Geçen birine istersem Allah'ın bana yüz milyon dolar vereceğini biliyorum dedim. Ancak bunun için olmam gereken insanın kim olduğunu ve o insanın şimdi olduğum insandan daha iyi olup olmayacağımı bilmiyorum.

Allah'ın bir şeyler vermesini tepeden bir sandık altın düşmesi gibi anlıyorlar. Kader konusunda da benzer bir yanlış anlayış seziyorum. Allah'ın dilemesiyle senin dilemen, Allah'ın sana bir şeyler için motivasyon vermesi, bazı şeyler için umudunun olması ve bazıları için olmaması, denk gelmesi ve gelmemesi, düşünmen ve inanman ve inanmaman ve sair fiillerinin hepsi Allah'ın elinde. Bir şeyleri diliyorsan, diliyor olman yine Allah'ın elinde. Bir şeyleri diliyorsan ama bunun için çalışacak kadar kendini ikna edemiyorsan, bu ikisinin arasındaki çatışmadan hissettiklerin ve öğrendiklerin de Allah'ın elinde.

Allah'ım bana 100 milyon dolar ver dersem ve kabul ederse 100 milyon dolar kazanacak bir adam olurum. Bunun için gerekli şartları sağlayacak birine dönüşürüm. Zaman alır belki. Zaten zaman almasından dolayı gerçekleşmediğine dair şüphelerim büyür. Gerçekleşmediğine dair şüphelerim de Allah'ın elinde.

Kader konusunda söylenenler bunun için beni tatmin etmiyor. Ortada iki varlık varmış, biri birini deniyormuş gibi bir anlatı var. Allah'ın izin verdiği ölçüde kendi iraden var. Ben bu izin verme durumunun da takdirin kendisine dahil olduğunu düşünürüm. Bir yerde sana alan bırakılmış olması, alanın sahibinin sen olduğun anlamına gelmez. Cüz'i iradeyi sana bırakan irade senin değildir. Düşüncelerin, inançların ve eylemlerin senin değildir.

İnsanların kader konusundaki düşüncelerinin bu karmaşık düşüncelerinin altındaki motivasyon sorumluluk. Eğer başkalarını sorumlu görmek istiyorsan, her şeyin Allah'ın takdiri olduğunu düşünemezsin. Adama yalan söyleme veya başkasını öldürme denildiğinde, yalan söylüyorsam da, başkasını katledersem de Allah'ın takdiri demesinin önüne geçmek için sorumluluğun var demek gerekiyor. Kader ve irade konusundaki karmaşıklığın sebebi de bu. Cüz'i iradeye inanmayınca insanları cehennemle korkutmak mümkün değil.
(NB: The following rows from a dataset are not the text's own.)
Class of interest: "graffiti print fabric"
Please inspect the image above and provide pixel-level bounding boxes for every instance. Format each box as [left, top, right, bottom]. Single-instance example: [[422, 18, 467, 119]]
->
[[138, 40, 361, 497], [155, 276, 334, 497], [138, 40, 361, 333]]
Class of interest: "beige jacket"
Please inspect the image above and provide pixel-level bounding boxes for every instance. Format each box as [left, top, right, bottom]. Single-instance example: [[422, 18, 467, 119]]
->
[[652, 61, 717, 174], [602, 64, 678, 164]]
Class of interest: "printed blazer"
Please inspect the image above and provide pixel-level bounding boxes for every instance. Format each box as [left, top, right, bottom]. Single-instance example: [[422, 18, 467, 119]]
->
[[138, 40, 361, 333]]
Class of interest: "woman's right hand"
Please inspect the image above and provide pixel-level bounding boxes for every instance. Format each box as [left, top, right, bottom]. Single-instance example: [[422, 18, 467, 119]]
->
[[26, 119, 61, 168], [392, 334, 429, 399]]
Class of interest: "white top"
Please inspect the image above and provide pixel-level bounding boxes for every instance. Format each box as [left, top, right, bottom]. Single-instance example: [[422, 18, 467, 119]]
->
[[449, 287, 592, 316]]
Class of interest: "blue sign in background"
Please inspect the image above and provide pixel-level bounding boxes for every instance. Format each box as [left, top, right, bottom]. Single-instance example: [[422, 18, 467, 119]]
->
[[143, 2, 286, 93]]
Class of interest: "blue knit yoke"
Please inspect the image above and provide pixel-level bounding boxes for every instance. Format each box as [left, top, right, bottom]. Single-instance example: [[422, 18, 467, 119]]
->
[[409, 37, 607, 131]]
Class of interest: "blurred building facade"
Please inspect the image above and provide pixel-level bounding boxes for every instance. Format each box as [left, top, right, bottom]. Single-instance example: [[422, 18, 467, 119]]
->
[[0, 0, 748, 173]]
Aslında mümkün, neden mümkün olmasın? Çünkü insana sorumluluk hatırlatması yapmak da bir yerde benim sorumluluğumsa -- ben sana bunların Allah'ın takdiriyle söylüyorum demek de mümkün. Biri adam öldürdüğünde bu Allah'ın fiili derse, ceza verirken de bu da Allah'ın fiili demek mümkün. Herkesin hissettiği o insani sorumluluk takdir Allah'ındır deyince ortadan kaybolmuyor. Burada ortadan kaybolan Allah'ın nihai iradesinden kaçabileceğini ve onunla pazarlık edebileceğini veya ortada bir çekişme ve çelişme olduğuna dair inançlar. İradede ikilik yok, Allah'ın iradesi var ve insana sorumluluk hissini ve yaptıklarının karşılığını göreceğini düşündüren de Allah'ın iradesi.

Düşüncelerinin inançlarının bir defa başka bir merci tarafından belirlendiğini düşününce, kendine biçtiğin benlik konusunda ısrarcı olmayınca kader konusunda da soru kalmıyor. Duaların onun elinde, dua ettiysen ve kabul edilmediyse bundan kaynaklanan düşüncelerin yine onun elinde, dua ettiysen ve gerçekleştiyse, gerçekleşmesi için yaptıkların yine onun elinde. Hiçbiri senin elinde değil, hepsi onun elinde.